3 things I learned from my first solo trip abroad

I am currently sitting at the Heathrow airport eating my 5th croissant in the past 4 days. I am leaving today with a full heart and a changed perspective.

Last week, I had extreme anxiety and fear about my first ever international solo trip. I didn’t plan to do a solo trip…it just sort of happened. I have a conference budget at work (#workperks) and was able to use that money to attend the JAM conference in London.

My plan was to bring Chase, my husband and traveling pro, along with me. Every time we’ve traveled in the past, he has done everything and I just show up. It’s awesome! It’s also very helpful because I’m quite directionally challenged and can be a bit of an airhead sometimes. Thus, a few weeks before the trip he told me he couldn’t come. I was fine at the time, but as the days counted down, I began to freak out.
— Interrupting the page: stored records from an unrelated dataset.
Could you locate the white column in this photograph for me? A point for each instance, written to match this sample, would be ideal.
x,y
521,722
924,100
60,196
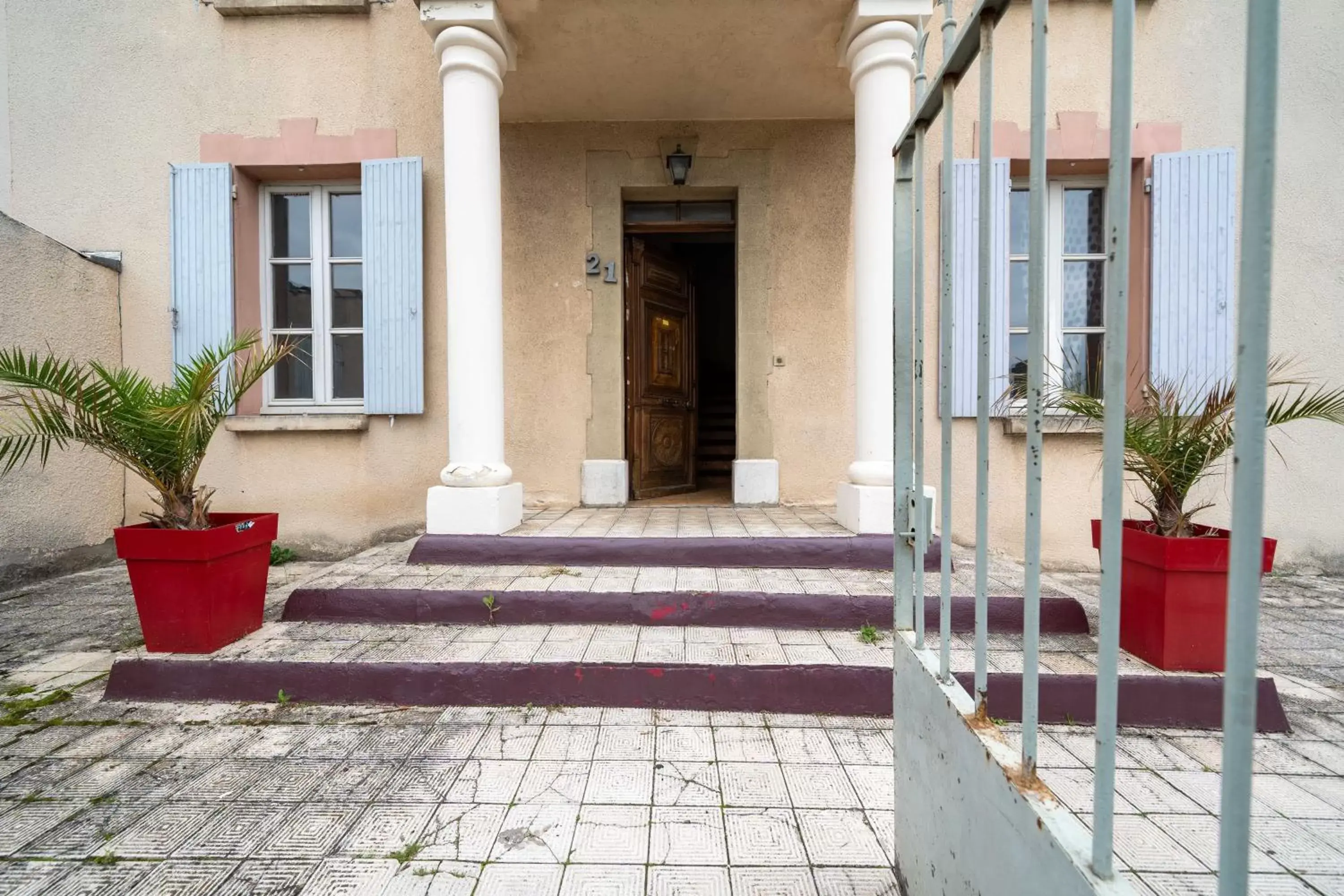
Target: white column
x,y
476,495
881,61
The night before I left, I laid face first on the floor pouting and complaining to Chase. I told him I didn’t want to go. I was just so afraid. Afraid of getting lost, being alone, getting taken…I was fearful of all the unknowns.

He told me (in a loving way) to suck it up and that I would enjoy it. I didn’t realize it at the moment but his wise advice, as usual, was right. And like most things in my life that I dread, it ended up being an incredible life experience. Who would have guessed?!
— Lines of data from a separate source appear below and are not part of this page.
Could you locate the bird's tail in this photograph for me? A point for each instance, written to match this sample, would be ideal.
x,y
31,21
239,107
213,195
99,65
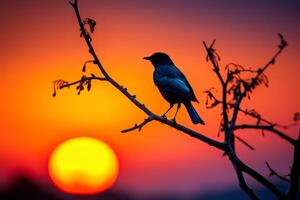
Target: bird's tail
x,y
193,113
Here are the 3 things I learned on my first solo trip abroad:

1. Empathy, empathy, empathy

I’m laughing as I write this because I’m getting tested on this right now! I’m listening to a woman loudly face-timing as they are starting boarding calls on the over-com. The noise is deafening, but it is a prime example of this point.

Traveling is blooming with situations that are annoying and frustrating because traveling usually involves lots and lots of different people and personalities. When I first started my trip, this drove me INSANE. I didn’t think I was going to make it. There were so many people getting on my nerves I about went mad. I realized that I had to adapt or I’d have an awful time.
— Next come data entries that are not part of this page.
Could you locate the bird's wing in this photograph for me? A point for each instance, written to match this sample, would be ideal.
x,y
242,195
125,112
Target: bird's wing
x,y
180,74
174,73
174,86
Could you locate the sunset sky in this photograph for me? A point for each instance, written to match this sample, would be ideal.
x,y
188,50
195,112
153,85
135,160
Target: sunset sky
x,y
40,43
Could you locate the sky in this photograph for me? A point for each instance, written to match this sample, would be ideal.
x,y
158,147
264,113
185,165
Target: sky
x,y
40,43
So here’s what I did…I started imagining myself in the bodies of the people that annoy me. I put myself in the shoes of lady across from me thinking about if I needed to talk with my loved ones before boarding a 9 hour flight. I really thought about what it was like for her and my annoyance eased…at least a little bit.

It’s so easy to give ourselves excuses.

  • ‘I needed to check in on a sick loved one.’
  • ‘I wanted to face-time with my kid before I left.’

But when it’s other people it’s so easy to blame them isn’t it?

  • ‘How could they be so rude?’ ‘
  • What are they thinking?’

By using empathy, I was better able to rationalize and give myself and others some grace. Plus, I tried to remind myself how many times I annoy other people! It’s easier to give them a break that way.

2. I’m a strong, independant woman!

Throughout the course of my travel, I had to be strong. There were so many situations that arose that I just had to deal with. I couldn’t rely on Chase or anyone else, I only had me. This caused me to go into sort of a fight or flight mode of survival.

In situations that would usually cause me intense stress like…losing my license, bank card and taking the wrong train…I actually was able to cope quite well. I had to!

This self-reliance was so empowering.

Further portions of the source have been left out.